All this love culminating in the Gospel message about being part of the vine, the image Jesus uses in John's Gospel.  That love is tended and cared for by the vine grower and that vine is coming up through the soil and feeding the branches so that they bear much fruit. The more fruit on the vine, the more people will come and taste of the fruit of that vine.   What if the vine grower didn't love and tend that vine?  What would happen to the branches of that vine?  No fruit.  And no fruit means nobody will ever know how good the fruit on the vine can be.

And this leads me back to my prayers for St. Peter's Episcopal Church.  At a time of such violence and death, it would be easy for people to allow their hurt and fears to spill over into hatred and mistrust of people who are like the shooter, Douglas Jones.  

The homeless can make one nervous.  I would be a liar if I said I wasn't made uncomfortable at times by someone approaching me on the street, especially someone holding a conversation with no one in particular. I've had plenty of encounters with people who were mentally ill in some way.  Still, more often than not, the homeless and those on the streets are victims of violence.  The mere fact that they are living on the streets is, in my opinion, a form of violence, or at least brokenness. And rather than assume that the homeless and mentally ill are guilty of being murderers until proven innocent, there needs to be more of an effort to tap into Love for those who need shelter, and adequate mental health services.  
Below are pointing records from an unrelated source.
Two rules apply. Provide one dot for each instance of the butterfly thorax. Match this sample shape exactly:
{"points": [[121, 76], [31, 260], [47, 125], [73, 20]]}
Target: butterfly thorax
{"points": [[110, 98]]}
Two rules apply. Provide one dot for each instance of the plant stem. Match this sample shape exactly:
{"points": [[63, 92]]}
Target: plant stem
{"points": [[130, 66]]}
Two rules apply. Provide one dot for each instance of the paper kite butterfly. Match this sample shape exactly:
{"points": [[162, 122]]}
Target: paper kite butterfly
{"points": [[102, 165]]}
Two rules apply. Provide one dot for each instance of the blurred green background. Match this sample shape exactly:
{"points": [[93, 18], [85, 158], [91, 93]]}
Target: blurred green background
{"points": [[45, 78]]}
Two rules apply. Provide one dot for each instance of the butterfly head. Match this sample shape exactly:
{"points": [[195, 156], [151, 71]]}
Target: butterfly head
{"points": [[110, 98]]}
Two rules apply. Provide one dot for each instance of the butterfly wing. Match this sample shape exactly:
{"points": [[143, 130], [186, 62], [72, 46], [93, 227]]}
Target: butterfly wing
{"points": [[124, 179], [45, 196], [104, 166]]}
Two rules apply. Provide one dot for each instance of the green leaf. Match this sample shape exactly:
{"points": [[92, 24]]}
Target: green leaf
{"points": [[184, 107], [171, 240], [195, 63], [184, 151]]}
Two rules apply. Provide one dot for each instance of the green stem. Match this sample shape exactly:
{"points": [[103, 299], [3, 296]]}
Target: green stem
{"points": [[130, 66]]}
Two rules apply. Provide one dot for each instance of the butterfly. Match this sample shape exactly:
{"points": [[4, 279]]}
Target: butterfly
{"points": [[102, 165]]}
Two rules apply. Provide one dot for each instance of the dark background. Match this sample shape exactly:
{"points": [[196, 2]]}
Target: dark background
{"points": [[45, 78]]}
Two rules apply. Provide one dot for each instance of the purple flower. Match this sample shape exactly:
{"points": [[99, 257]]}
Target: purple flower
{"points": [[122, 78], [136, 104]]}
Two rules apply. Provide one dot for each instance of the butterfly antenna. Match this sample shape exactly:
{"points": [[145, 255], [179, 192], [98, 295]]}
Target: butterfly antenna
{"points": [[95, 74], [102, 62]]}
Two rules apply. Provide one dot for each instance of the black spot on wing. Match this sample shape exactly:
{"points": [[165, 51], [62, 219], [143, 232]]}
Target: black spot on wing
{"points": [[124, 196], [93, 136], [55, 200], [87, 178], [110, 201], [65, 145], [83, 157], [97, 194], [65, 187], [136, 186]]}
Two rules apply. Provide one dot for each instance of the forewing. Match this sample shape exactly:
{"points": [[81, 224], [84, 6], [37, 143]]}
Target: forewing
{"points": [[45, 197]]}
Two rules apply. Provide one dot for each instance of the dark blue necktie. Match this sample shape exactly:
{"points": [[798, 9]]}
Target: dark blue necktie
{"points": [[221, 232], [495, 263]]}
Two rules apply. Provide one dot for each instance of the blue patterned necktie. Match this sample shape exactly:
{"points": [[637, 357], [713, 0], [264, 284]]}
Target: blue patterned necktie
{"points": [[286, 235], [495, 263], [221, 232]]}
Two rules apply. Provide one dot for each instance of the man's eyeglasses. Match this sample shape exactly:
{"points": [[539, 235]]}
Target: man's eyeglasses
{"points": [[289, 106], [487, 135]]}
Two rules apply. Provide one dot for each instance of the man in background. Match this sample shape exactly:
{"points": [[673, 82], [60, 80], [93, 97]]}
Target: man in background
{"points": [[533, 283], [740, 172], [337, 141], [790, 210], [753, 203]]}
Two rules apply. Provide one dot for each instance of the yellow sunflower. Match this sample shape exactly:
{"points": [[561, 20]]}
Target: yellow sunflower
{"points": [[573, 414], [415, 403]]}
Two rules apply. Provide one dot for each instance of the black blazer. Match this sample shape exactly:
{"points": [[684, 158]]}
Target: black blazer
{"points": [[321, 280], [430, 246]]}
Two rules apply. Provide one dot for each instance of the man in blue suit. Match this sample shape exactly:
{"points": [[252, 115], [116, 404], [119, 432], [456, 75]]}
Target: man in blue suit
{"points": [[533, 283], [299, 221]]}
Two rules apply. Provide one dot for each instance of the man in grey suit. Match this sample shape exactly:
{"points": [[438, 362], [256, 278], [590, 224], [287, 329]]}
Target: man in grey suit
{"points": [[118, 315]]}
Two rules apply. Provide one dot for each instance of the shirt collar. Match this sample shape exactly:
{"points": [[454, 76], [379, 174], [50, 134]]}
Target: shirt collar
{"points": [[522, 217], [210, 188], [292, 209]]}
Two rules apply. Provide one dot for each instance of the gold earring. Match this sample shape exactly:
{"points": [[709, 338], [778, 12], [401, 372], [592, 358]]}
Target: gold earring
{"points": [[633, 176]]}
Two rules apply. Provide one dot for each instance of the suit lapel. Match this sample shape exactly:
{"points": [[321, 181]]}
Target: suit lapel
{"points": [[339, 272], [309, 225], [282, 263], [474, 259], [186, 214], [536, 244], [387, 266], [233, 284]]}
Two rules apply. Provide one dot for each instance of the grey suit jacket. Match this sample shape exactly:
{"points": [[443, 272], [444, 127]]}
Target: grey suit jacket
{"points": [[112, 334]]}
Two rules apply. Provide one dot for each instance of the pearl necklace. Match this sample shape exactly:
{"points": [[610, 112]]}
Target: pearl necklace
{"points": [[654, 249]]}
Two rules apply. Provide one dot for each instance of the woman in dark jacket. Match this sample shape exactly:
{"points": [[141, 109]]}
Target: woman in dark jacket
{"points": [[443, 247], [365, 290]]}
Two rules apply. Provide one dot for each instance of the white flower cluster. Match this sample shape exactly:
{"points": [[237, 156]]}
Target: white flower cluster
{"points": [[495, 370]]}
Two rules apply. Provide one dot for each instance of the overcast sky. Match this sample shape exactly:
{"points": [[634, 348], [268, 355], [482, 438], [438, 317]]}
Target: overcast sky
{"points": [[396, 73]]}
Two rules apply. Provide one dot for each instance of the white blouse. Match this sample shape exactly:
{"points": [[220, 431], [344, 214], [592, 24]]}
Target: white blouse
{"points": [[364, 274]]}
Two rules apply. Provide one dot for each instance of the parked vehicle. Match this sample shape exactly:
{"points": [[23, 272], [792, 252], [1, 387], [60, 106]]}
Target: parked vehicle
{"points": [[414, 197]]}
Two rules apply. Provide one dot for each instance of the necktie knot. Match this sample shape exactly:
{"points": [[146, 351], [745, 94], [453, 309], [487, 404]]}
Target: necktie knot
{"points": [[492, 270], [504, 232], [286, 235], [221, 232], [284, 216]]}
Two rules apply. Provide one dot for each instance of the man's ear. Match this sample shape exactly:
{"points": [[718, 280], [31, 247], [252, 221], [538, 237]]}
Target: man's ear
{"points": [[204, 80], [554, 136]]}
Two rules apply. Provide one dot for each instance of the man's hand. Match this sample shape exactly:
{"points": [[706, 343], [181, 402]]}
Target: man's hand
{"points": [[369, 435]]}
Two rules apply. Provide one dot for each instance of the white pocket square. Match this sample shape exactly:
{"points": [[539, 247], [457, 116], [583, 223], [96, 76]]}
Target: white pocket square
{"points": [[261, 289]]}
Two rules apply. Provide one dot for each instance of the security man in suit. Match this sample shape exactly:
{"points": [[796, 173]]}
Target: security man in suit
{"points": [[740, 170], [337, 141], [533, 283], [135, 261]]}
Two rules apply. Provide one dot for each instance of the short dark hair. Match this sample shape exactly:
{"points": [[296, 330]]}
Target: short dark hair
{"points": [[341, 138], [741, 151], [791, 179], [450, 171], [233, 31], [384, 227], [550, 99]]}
The Diocese of Maryland recognized that in a resolution passed over the weekend at their annual convention.  Not only did they resolve to provide and care for the people of St. Peter's Episcopal, they resolved to look into ways to better protect priests and other workers in the church, and fight for the needs of the homeless, the mentally ill, and the victims of gun violence.   All things that are necessary.  All things that reflect the many multi-layers of Love in action.  All ways that honor the life and service of Brenda Brewington and Rev. Dr. Mary-Marguerite Kohn, who by all accounts, did all they could to provide care and comfort to those who came to the church in need.

The more I listened, the more I reflected on my connection in spirit to those in Maryland, the more I felt that God met me in this service in a way that I haven't felt for some weeks.  And for that I say, "Thanks be to God!"